CHP’nin önergesi üzerine konuşan Bursa Milletvekili Nurhayat Altaca Kayışoğlu da hükümetin kadına yönelik politikalarını eleştirdi. İkinci maddenin kasten öldürmeyle ilgili nitelikli hâllere kadına karşı işlenmesi hâlini düzenlediğini ifade eden Kayışoğlu, "Evet, olması gerekiyor ama yetersiz, uygulamada kaos oluşacak. Bunu defalarca anlattı arkadaşlar. Muhalefet şerlerimiz de var, uzun uzun anlatmayacağım. Bir tanım gerekiyor. Bu suçun toplumsal cinsiyete dayalı sebeplerle işlenmesi hâlinde nitelikli suçlar içerisinde düzenlenmesi gerekiyor ki mutlaka uygulamada bu eksikliğin sorunları yaşanacak; düzenlenmesi, düzeltilmesi gerekiyor.Bir diğer konu, İstanbul Sözleşmesi'nden beri diyoruz ki: Israrlı takibi suç olarak düzenleyin, ısrarlı takibi. Getirdiniz, buna katkıda bulunan hocalar Komisyonda dedi ki: ‘Bu, neticeli suçlardandır, hareket suçu değil.’ Şimdi hareket suçu ne? Kime göre ölçeceksiniz? Ya mağdur kadına, şikâyetçi kadına hâkim ‘Ya, bu kadarcıkla da huzursuz mu olur insan canım?’ derse, beraat verirse nasıl uygulanacak bu ısrarlı takip suçu?" sorularını yöneltti.

AKP’Lİ DEMİRBAĞ’A TEPKİ

Kadına yönelik şiddet yasası görüşmelerinde yüksek sesle "Elâzığ'da âdet böyle midir?" diyen AKP’li Zülfü Demirbağ’a tepki gösteren Kayışoğlu, "Boş boş konuşuyorsunuz, biraz dinleyin de bir şeyler öğrenin" dedi.
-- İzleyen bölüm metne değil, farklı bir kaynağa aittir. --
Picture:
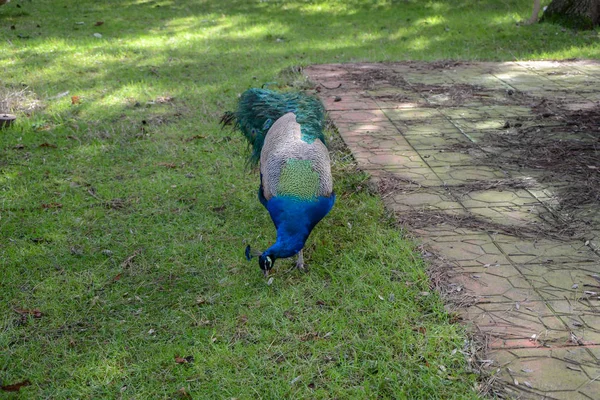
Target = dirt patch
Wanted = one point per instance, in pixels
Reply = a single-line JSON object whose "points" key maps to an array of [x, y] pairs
{"points": [[566, 154], [550, 229], [434, 95]]}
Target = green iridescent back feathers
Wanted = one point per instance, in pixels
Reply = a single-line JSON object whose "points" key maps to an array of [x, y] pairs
{"points": [[258, 109]]}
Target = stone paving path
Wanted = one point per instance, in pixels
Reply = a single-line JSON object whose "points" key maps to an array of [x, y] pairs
{"points": [[533, 297]]}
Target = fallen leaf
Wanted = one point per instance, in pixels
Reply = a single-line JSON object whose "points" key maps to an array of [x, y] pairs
{"points": [[164, 99], [184, 360], [35, 313], [15, 387], [194, 138], [52, 205], [167, 165], [183, 394]]}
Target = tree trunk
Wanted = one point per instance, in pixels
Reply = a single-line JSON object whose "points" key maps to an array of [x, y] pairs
{"points": [[577, 14]]}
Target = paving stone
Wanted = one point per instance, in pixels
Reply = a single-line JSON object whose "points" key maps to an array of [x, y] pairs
{"points": [[516, 287], [561, 281], [421, 176], [438, 141], [455, 175], [469, 250], [527, 251], [432, 127], [358, 116], [527, 216], [410, 114], [497, 284], [378, 128], [347, 102], [549, 374], [442, 158], [505, 323], [377, 159], [497, 198], [422, 198], [375, 144]]}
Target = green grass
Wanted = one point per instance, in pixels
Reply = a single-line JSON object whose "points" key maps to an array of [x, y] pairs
{"points": [[123, 219]]}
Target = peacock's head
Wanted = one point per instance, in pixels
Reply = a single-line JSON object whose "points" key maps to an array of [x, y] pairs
{"points": [[266, 260]]}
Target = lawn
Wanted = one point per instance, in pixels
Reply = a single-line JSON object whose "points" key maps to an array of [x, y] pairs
{"points": [[125, 208]]}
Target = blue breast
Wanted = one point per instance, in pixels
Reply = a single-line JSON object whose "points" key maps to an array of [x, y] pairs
{"points": [[294, 219]]}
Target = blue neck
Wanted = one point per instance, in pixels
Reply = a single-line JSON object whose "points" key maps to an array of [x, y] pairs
{"points": [[290, 240], [294, 220]]}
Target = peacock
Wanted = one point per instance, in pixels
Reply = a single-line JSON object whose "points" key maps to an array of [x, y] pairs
{"points": [[285, 135]]}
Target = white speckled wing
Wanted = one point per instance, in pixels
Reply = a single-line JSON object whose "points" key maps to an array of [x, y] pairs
{"points": [[284, 142]]}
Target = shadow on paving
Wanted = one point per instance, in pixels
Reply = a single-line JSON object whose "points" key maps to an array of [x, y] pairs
{"points": [[495, 169]]}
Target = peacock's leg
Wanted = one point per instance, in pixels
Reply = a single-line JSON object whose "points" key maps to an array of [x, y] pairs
{"points": [[300, 261]]}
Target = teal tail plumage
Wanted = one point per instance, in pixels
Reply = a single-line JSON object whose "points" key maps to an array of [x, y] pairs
{"points": [[258, 109]]}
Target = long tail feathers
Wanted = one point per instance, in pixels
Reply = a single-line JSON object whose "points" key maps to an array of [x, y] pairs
{"points": [[258, 109]]}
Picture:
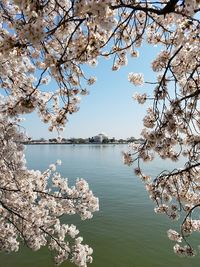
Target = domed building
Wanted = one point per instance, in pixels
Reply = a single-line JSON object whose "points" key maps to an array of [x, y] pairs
{"points": [[100, 138]]}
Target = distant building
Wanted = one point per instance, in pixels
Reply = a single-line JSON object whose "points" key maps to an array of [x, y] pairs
{"points": [[100, 138]]}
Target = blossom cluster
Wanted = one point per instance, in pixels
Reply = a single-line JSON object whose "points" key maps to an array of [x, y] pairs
{"points": [[43, 40], [32, 203]]}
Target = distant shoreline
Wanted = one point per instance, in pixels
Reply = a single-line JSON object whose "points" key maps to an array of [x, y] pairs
{"points": [[63, 143]]}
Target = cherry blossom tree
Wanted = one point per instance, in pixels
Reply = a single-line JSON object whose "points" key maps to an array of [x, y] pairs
{"points": [[42, 40]]}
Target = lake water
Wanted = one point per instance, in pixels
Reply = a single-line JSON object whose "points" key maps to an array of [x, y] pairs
{"points": [[125, 232]]}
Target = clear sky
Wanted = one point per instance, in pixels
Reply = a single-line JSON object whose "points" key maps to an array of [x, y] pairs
{"points": [[109, 107]]}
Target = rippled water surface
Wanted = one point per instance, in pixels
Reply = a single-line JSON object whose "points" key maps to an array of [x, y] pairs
{"points": [[125, 232]]}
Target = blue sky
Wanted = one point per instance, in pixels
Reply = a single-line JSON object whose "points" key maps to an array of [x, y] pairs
{"points": [[109, 107]]}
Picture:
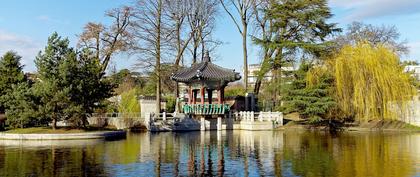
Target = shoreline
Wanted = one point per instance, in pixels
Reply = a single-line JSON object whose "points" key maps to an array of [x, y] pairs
{"points": [[64, 136]]}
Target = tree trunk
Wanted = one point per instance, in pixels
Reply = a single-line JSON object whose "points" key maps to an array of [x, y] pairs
{"points": [[54, 123], [245, 52], [158, 31]]}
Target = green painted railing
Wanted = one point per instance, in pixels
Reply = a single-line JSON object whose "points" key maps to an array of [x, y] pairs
{"points": [[206, 109]]}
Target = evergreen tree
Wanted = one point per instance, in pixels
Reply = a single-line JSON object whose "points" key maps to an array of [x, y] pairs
{"points": [[296, 27], [10, 74], [71, 86], [311, 101], [81, 74], [21, 107], [51, 89]]}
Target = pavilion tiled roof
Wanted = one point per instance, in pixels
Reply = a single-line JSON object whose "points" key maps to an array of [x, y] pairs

AKP’li Demirbağ ise "Burası askerî eğitim alanı değil, yani rahat, hazır ol, dinle ne demek ya" sözleriyle yanıt verdi.

İYİ Parti Milletvekili Feridun Bahşi’nin konuşması sırasında da AKP’li Demirbağ’ın arkadaşlarıyla konuşması tartışma yarattı. Hatibin tepki göstermesine karşı AKP’li Demirbağ, "Yani askerlik yapacak hâlimiz yok, esas duruşta dinleyecek hâlimiz yok; Genel Kurula dön, konuş!" diye karşılık verdi.

İYİ PARTİ: SAYGISIZLIĞIN DİP ALASI

CHP İstanbul Milletvekili Ali Şeker, Demirbağ’a "Meclisin insicamını bozuyorsun ya, Meclisi çalıştırmıyorsun!" sözleriyle tepki gösterdi. Kürsüde bulunan Feridun Bahşi ise "Böyle bir zihniyeti muhatap bile almıyorum arkadaşlar. Saygısızlık, seviyesizlik, terbiyesizliğin dik âlâsı" sözleriyle tepkisini dile getirdi.

Bahşi, "İYİ Parti olarak Türkiye Büyük Millet Meclisi tarafından kabul edilen İstanbul Sözleşmesi'nin tek bir kişinin keyfî kararıyla feshedilmesinin bir yetki, hukuk ve insan hakları gasbı olduğuna inanıyoruz" dedi.

Muhalefetin 3 önergesi de AKP ve MHP oylarıyla reddedildi.